Es lassen sich hunderte von Deutschschweizer Mundarten unterscheiden. Die starke topografische Kammerung der Schweiz und die relativ geringe räumliche Mobilität bis zu Beginn des 20. Jahrhunderts haben dazu geführt, dass sich die Dialekte teilweise sehr stark voneinander unterscheiden, bisweilen sogar so stark, dass auch die Schweizer untereinander Verständigungsprobleme haben können. So haben viele Schweizerdeutschsprecher Mühe, Walliserdeutsch zu verstehen. Neben den unterschiedlichen Aussprachen sind insbesondere Flurnamen, Bezeichnungen für Pflanzen, Werkzeuge, landwirtschaftliche Geräte und Ähnliches stark regional geprägt.

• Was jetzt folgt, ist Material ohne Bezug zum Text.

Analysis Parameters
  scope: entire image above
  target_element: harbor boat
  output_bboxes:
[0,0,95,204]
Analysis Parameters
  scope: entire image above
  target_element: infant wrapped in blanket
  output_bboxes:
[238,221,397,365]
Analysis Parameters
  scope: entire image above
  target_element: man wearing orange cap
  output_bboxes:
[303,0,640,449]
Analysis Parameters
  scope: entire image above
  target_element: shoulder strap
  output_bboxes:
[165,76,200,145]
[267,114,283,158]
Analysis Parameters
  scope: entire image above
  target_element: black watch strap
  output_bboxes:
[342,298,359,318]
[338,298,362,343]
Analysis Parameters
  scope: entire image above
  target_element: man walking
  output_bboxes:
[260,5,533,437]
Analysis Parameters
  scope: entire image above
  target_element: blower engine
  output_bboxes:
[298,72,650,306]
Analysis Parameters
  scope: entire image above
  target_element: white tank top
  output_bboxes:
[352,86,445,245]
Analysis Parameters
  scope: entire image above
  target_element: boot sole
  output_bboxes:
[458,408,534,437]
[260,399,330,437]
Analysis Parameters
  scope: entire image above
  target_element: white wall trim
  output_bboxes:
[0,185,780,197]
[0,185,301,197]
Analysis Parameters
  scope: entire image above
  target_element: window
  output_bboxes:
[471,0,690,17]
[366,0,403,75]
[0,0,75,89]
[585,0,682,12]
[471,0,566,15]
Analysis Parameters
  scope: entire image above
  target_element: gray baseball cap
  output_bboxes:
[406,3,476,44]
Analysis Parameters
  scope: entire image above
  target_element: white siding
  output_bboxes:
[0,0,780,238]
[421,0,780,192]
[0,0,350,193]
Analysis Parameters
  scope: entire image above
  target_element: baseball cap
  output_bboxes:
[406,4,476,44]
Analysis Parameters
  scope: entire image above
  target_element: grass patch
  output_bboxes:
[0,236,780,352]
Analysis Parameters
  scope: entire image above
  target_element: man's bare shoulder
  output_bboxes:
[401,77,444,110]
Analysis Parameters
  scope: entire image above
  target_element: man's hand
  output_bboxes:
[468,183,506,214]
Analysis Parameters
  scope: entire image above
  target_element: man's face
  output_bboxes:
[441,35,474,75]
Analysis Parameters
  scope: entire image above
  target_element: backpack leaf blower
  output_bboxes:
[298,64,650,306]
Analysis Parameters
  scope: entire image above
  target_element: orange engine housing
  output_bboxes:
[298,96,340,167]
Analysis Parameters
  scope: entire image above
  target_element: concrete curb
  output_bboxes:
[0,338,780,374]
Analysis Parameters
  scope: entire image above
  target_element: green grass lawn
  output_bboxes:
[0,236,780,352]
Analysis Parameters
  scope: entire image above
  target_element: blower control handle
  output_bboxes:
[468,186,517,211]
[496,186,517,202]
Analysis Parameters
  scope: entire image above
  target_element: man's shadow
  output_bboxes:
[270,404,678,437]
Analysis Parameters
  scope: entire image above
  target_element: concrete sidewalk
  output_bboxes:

Der Sprachgebrauch in der Schweiz unterscheidet sich dadurch von dem in Deutschland oder Österreich, dass ein deutlicher Gegensatz zwischen Dialekt und Standardsprache besteht: Dialekt und Standardsprache bilden also kein Kontinuum, in dem ein gleitender Übergang möglich wäre. Eine sprachliche Äusserung kann nicht auf mehr oder weniger dialektale oder standardsprachliche Art erfolgen; man spricht entweder Dialekt oder Standardsprache und wechselt zwischen beiden.

Die Dialekte werden in der Schweiz von allen sozialen Schichten im mündlichen Bereich als normale Umgangs- und Verkehrssprache verwendet; Dialekt zu sprechen ist also nicht sozial geächtet. Auch mit sozial höhergestellten Leuten und im Umgang mit Behörden ist das Sprechen des Dialekts in jeder Situation üblich.

Schweizer Hochdeutsch wird in der Schweiz hauptsächlich für schriftliche Äusserungen verwendet und wird deshalb auch oft «Schriftdeutsch» genannt.

In den letzten Jahrzehnten sind verstärkt Gebrauchsausweitungen des Dialekts zu Lasten des (Schweizer) Hochdeutschen festzustellen (wobei im Weiteren unter «Hochdeutsch» stets die deutsche Standardsprache (teilweise mit deutlichem Schweizer Akzent) zu verstehen ist).